Defining the Functional Role of RPE-Expressed AMD Risk-Associated Long Non-Coding RNAs
We aim to elucidate the role two novel long non-coding RNAs play in the regulation of HTRA1, a gene associated with high risk of developing AMD. The long non-coding RNAs are predicted, and our data demonstrates, to decrease HTRA1 levels. The data obtained in this proposal will be used to advance our knowledge of AMD pathogenesis, and ultimately, toward a therapeutic intervention.
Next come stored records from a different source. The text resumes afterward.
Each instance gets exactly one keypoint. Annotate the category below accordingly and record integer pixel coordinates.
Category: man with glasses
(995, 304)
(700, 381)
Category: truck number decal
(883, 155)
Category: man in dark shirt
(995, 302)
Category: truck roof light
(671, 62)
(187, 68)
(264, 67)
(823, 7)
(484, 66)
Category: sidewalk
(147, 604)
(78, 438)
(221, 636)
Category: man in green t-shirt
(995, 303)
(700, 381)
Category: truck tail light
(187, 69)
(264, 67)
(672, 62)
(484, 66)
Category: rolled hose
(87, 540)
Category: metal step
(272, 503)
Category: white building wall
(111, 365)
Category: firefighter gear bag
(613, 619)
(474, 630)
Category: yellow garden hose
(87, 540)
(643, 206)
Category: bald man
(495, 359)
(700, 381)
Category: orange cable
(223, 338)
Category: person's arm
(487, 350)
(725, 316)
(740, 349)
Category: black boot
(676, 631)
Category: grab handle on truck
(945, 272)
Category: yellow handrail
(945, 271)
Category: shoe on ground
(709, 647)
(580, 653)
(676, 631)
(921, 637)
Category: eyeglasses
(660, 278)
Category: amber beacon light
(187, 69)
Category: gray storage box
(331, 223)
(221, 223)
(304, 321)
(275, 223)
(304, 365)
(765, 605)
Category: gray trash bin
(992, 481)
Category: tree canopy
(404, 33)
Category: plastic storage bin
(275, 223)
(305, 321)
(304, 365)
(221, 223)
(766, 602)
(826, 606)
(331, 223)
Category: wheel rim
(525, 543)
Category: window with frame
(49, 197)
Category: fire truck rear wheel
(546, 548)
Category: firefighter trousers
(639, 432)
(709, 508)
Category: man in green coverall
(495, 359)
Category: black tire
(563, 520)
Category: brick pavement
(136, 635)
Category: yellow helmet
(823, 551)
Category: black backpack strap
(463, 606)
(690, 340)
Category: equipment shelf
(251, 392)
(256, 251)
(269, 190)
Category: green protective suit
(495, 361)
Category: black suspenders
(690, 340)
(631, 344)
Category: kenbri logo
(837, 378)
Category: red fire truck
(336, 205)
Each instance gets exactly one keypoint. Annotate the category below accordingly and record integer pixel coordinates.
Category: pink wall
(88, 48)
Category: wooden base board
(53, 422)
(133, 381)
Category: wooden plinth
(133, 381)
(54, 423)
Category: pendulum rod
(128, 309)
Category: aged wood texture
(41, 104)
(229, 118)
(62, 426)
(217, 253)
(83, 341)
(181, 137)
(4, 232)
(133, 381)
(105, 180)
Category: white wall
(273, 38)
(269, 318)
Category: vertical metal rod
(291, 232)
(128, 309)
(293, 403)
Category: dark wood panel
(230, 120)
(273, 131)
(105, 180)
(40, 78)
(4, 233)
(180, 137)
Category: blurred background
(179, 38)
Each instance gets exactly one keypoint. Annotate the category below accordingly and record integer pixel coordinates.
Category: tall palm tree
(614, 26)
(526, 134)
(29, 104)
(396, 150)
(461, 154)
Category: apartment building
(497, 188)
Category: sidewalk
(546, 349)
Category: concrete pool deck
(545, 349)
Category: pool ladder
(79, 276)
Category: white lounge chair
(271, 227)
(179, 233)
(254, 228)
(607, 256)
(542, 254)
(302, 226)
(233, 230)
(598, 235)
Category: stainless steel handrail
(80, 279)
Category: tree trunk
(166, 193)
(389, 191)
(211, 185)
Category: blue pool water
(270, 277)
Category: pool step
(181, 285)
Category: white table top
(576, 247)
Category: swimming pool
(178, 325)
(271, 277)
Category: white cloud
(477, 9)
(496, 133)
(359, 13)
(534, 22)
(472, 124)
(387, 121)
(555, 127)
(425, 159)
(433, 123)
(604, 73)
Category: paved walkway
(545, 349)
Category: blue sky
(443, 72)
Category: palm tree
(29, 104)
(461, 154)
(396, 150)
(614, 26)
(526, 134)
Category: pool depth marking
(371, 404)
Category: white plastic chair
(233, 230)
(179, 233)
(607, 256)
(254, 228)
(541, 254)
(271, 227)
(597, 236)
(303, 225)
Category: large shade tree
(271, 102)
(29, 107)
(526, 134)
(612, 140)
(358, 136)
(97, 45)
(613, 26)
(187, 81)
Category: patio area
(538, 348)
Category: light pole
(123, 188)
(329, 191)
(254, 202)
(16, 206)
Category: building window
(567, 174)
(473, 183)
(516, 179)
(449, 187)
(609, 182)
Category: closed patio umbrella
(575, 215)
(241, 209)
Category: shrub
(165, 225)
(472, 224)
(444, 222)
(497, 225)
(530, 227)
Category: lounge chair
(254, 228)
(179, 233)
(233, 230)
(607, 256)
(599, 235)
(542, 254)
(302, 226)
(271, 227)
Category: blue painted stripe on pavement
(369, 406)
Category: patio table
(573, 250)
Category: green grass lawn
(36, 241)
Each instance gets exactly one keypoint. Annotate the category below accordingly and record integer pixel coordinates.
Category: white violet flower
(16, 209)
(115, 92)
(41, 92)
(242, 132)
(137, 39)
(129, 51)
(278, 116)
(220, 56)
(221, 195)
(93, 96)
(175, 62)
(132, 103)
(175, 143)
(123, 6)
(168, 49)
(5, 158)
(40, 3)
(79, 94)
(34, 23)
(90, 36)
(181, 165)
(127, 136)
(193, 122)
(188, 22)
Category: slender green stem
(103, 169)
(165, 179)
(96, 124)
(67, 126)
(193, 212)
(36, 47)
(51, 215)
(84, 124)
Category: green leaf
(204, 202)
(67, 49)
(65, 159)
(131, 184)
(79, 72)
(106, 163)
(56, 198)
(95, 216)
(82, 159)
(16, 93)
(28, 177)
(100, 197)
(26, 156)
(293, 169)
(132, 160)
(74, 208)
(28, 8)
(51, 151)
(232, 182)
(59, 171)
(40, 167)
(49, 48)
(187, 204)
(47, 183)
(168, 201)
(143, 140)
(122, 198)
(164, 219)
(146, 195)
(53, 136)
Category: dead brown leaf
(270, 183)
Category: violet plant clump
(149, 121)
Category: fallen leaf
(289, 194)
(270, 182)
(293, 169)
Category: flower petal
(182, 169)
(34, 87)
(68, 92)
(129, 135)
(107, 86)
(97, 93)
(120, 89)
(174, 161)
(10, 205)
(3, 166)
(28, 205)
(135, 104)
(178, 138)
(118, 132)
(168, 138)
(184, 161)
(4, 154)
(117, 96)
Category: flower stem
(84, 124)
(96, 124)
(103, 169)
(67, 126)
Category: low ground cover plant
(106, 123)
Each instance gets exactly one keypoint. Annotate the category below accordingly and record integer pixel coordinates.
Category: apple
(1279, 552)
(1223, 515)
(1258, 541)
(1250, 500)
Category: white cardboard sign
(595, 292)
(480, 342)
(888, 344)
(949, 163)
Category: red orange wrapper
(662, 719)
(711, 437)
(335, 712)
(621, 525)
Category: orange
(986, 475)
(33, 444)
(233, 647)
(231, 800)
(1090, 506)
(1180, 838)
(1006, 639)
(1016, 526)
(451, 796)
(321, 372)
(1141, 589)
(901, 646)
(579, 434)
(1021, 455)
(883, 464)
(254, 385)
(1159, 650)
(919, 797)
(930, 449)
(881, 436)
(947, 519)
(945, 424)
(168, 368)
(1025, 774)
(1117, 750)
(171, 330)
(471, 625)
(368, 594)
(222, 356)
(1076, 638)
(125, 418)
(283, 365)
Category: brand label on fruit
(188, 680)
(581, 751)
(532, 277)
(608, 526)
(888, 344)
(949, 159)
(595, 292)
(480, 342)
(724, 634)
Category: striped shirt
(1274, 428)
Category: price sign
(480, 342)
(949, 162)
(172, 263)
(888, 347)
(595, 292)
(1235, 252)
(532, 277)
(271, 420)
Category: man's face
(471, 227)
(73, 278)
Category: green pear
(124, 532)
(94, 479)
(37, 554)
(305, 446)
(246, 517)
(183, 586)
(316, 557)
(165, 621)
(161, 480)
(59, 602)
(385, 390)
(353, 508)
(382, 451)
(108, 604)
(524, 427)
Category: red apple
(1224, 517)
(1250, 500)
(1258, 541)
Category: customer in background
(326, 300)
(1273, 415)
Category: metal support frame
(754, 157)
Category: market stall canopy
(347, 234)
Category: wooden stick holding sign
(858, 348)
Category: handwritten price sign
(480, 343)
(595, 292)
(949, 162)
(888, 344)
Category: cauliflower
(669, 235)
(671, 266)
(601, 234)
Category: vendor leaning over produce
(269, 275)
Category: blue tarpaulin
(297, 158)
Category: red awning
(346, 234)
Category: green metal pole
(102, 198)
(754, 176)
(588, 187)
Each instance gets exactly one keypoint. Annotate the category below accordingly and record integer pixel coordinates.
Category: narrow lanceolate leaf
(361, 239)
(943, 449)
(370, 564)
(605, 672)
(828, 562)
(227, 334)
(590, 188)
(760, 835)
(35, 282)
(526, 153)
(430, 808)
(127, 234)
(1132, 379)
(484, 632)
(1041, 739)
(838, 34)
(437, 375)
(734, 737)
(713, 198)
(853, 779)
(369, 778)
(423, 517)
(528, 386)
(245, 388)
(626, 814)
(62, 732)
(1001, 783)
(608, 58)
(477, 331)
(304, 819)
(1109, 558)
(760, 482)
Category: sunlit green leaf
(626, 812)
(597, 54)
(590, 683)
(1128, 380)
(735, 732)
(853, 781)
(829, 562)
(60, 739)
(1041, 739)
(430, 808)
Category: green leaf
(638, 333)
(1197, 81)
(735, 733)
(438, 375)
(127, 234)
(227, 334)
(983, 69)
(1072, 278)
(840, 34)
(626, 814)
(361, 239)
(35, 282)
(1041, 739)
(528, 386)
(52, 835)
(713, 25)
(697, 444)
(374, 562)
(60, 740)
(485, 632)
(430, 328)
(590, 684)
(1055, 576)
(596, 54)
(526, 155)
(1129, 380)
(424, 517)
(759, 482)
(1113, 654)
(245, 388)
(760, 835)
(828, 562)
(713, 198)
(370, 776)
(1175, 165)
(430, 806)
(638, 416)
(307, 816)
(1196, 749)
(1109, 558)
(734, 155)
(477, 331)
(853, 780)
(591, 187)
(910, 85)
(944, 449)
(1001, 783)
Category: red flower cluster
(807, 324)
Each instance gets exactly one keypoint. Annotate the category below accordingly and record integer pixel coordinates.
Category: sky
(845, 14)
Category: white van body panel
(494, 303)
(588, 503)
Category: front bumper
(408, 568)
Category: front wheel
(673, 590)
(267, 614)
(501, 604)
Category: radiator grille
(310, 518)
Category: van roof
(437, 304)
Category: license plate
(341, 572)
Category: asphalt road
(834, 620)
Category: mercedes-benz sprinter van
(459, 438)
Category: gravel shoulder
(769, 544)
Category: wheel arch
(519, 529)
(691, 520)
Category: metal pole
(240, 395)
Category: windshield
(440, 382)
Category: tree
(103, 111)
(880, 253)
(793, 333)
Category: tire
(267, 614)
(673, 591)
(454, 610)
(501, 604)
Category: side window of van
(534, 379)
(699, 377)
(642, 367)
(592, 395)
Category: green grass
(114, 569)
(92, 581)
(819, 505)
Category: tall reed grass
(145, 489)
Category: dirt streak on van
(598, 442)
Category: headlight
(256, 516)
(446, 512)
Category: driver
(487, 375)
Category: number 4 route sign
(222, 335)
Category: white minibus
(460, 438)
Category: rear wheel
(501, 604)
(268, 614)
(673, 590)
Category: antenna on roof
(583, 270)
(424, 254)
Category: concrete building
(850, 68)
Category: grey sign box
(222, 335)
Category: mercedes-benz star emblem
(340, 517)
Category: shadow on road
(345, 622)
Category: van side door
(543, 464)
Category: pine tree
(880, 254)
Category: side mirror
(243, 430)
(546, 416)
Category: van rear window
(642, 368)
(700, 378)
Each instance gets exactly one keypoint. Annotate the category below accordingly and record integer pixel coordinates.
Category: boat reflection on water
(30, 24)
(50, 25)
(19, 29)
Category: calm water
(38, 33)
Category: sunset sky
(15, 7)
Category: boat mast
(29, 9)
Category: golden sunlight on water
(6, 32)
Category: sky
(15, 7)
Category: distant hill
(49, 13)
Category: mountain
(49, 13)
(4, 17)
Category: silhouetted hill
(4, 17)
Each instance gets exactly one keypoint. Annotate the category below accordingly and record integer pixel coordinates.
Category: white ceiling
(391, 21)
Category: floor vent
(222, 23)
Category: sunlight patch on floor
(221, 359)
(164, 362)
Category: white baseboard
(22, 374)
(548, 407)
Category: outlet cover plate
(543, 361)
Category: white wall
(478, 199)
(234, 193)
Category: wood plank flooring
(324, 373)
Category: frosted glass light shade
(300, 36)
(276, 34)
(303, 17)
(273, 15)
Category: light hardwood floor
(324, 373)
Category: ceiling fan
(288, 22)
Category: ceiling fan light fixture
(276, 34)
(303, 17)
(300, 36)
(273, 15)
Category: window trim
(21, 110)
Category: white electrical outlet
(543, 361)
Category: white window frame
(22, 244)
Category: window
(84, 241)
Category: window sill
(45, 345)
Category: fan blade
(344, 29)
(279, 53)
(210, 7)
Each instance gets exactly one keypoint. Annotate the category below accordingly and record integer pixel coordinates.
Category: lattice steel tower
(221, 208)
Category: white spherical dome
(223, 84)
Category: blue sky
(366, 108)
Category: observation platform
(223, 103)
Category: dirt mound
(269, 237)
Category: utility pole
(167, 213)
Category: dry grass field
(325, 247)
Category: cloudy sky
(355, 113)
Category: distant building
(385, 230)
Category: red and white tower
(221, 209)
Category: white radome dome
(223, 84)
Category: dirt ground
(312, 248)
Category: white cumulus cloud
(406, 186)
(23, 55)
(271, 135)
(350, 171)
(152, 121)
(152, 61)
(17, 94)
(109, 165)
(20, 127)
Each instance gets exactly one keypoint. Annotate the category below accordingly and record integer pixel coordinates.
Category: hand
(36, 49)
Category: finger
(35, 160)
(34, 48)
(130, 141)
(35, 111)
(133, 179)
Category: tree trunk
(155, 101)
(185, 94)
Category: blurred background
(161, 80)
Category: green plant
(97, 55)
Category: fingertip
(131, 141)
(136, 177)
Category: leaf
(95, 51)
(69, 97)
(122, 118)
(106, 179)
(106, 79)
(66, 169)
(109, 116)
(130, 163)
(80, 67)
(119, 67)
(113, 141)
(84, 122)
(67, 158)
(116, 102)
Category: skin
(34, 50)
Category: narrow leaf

The goal of our project is to study the expression and function of two novel long non-coding RNAs (lncRNAs) that are located in the HTRA1/ARMS2 risk loci. We hypothesize that these novel lncRNAs control the expression of ARMS2 and HTRA1, and this expression is affected in individuals with AMD. We will test this hypothesis by studying the expression of the novel lncRNAs in the retina from AMD-affected donor eyes and compare this expression to normal donor eyes. Bioinformatic analysis of the novel lncRNAs suggests they are processed into short interfering RNAs, which are known to repress gene expression. We will test their function by over-expressing them in induced pluripotent stem cell-derived retinal pigment epithelial cells and quantify the change in expression of HTRA1 and ARMS2.
This study is unique in that it is the first to identify the expression of lncRNAs in any of the AMD risk loci. Since none of the protein-coding genes have been proven to be causative for AMD pathogenesis, this study will begin to shed light on the role played by non-coding RNAs.